Absolument, et il convient sans doute de les recevoir avec le plus grand sérieux. Il convient aussi de s'interroger sur leur signification véritable : un accès de colère si aigu ne trahit-il pas avant tout la profondeur d'un désarroi ? La disproportion entre les dessins et l'indignation est ce qui doit faire réfléchir. Comme Sayyid Qotb ou Hassan el-Banna – les premiers théoriciens de l'islamisme dans les années 20 –, ceux qui lancent des fatwas contre un simple dessin humoristique révèlent d'abord par cette susceptibilité exacerbée un profond sentiment de vulnérabilité. Une religion sûre d'elle-même pourrait-elle donner lieu à une colère si disproportionnée ? Qui, parmi les catholiques, aurait l'idée de mettre en scène un tel esclandre planétaire ? A-t-on vu se déchaîner les ligues de vertu quand telle chaîne de télévision a présenté un sketch suggérant que Benoît XVI, du fait de ses origines allemandes, était un pape nazi ? Il faut dire que les fondamentalistes ne sont pas encouragés à cet auto-examen par l'attitude des Occidentaux. En proie au «sanglot de l'homme blanc», de nombreux Occidentaux n'osent toujours pas porter un regard critique sur certains aspects – ou certaines dérives, notamment islamistes – de l'islam. Le tiers-mondisme expiatoire a la vie dure.

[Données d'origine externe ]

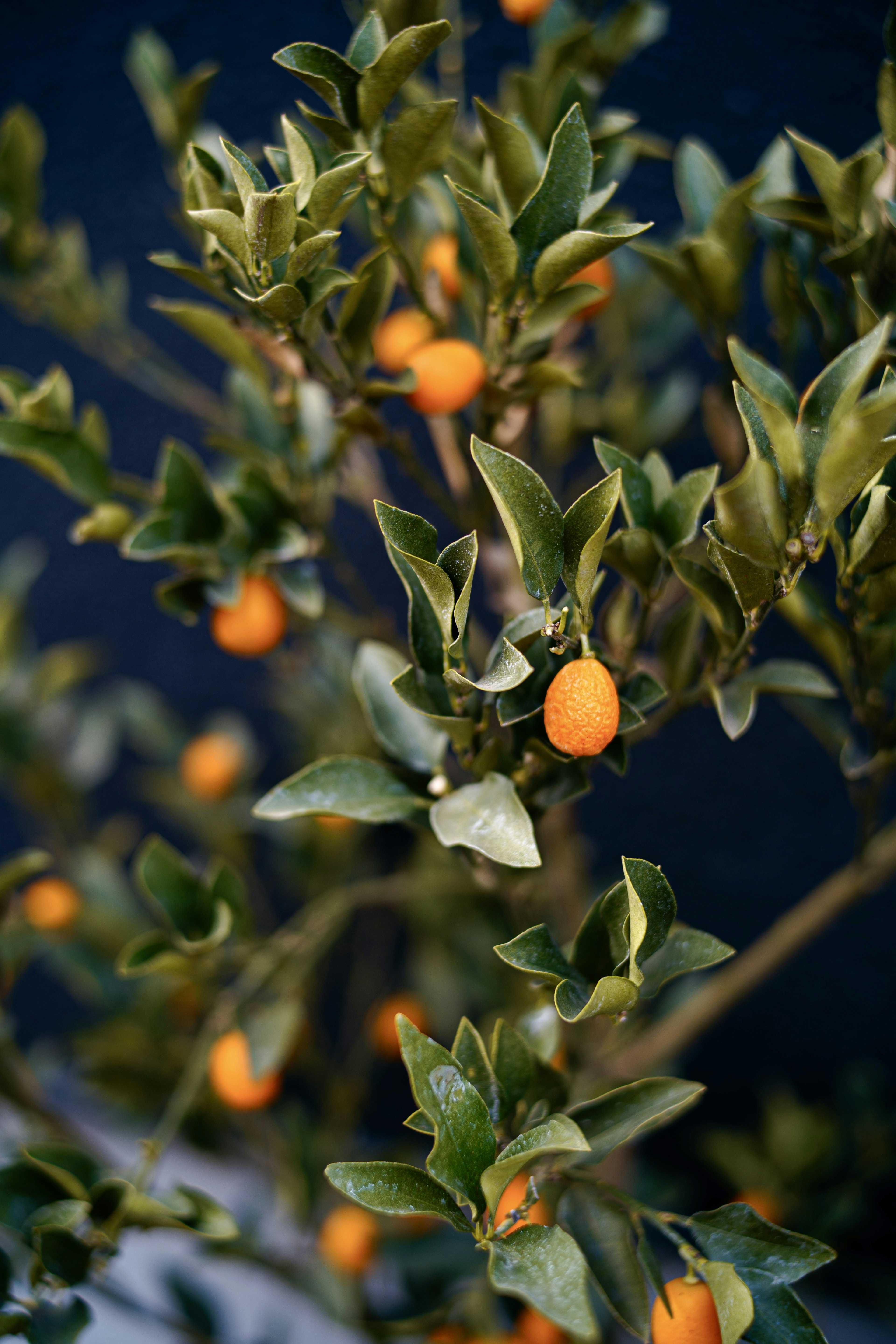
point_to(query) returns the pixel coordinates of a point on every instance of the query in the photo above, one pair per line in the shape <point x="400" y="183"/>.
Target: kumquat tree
<point x="436" y="316"/>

L'« interdit de la représentation » dans l'islam n'explique-t-il pas, en partie, la vigueur de ces protestations ?
Franchement, je ne suis pas sûr qu'alléguer ces raisons anthropologiques soit bien pertinent. Les Occidentaux baignent désormais, comme chacun sait, dans une culture de l'image. Et cela, n'importe quel musulman le sait. Aussi l'interdit de la représentation qu'il se doit de respecter lui-même ne s'applique pas aux non-musulmans. Exerçons-nous donc à la finesse ! Essayons de traverser les apparences ! Ne nous en tenons pas, autrement dit, pour comprendre le cogito fondamentaliste, à l'effroi qu'inspire la rhétorique du djihad. Ces rodomontades dissimulent bien souvent un doute taraudant sur la solidité de l'identité qu'on défend avec cette ardeur guerrière.